Ubuntu 9.04 vs. Fedora 11 Performance

Written by Michael Larabel in Operating Systems on 11 June 2009 at 11:08 AM EDT. Page 1 of 8. 32 Comments.

Fedora 11 was released earlier this week so we have set out to see how its desktop performance compares to that of Ubuntu 9.04, which was released back in April. Using the Phoronix Test Suite we compared these two leading Linux distributions in tasks like code compilation, Apache dedicated server performance, audio/video encoding, multi-processing, ray-tracing, computational biology, various disk tasks, graphics manipulation, encryption, chess AI, image conversion, database, and other tests.

For this testing our system we used was an Intel Core 2 Duo E8400 clocked at 4.00GHz, ASUS P5E64 WS Professional motherboard, 2GB of DDR3 memory, a Western Digital 160GB WD1600JS-00M SATA hard drive, and a NVIDIA GeForce 9800GT graphics card.

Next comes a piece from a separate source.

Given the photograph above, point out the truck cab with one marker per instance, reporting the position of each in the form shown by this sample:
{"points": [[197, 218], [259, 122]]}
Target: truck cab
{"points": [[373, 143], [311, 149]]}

Ubuntu 9.04 ships with the Linux 2.6.28 kernel, GNOME 2.26.1, X Server 1.6.0, GCC 4.3.3, and an EXT3 file-system by default. Fedora 11 was using the Linux 2.6.29 kernel, GNOME 2.26.1, X Server 1.6.2 RC1, xf86-video-nouveau 0.0.10, GCC 4.4.0, and an EXT4 file-system by default. The x86_64 builds of both Fedora 11 and Ubuntu 9.04 were used.

We were using the latest Phoronix Test Suite code for managing our testing process, which will go on to form the 2.0 Sandtorg release. Older versions of our testing software are available in the Fedora and Ubuntu repositories. The test profiles we used included timed PHP compilation, Apache benchmarking, LAME MP3 encoding, Ogg encoding, FFmpeg, GMPbench, Bwfirt, C-Ray, timed MAFFT alignment, Threaded I/O Tester, PostMark, Dbench, GraphicsMagick, OpenSSL, Crafty, Sunflow Rendering System, dcraw, Minion, SQLite, and PostgreSQL pgbench.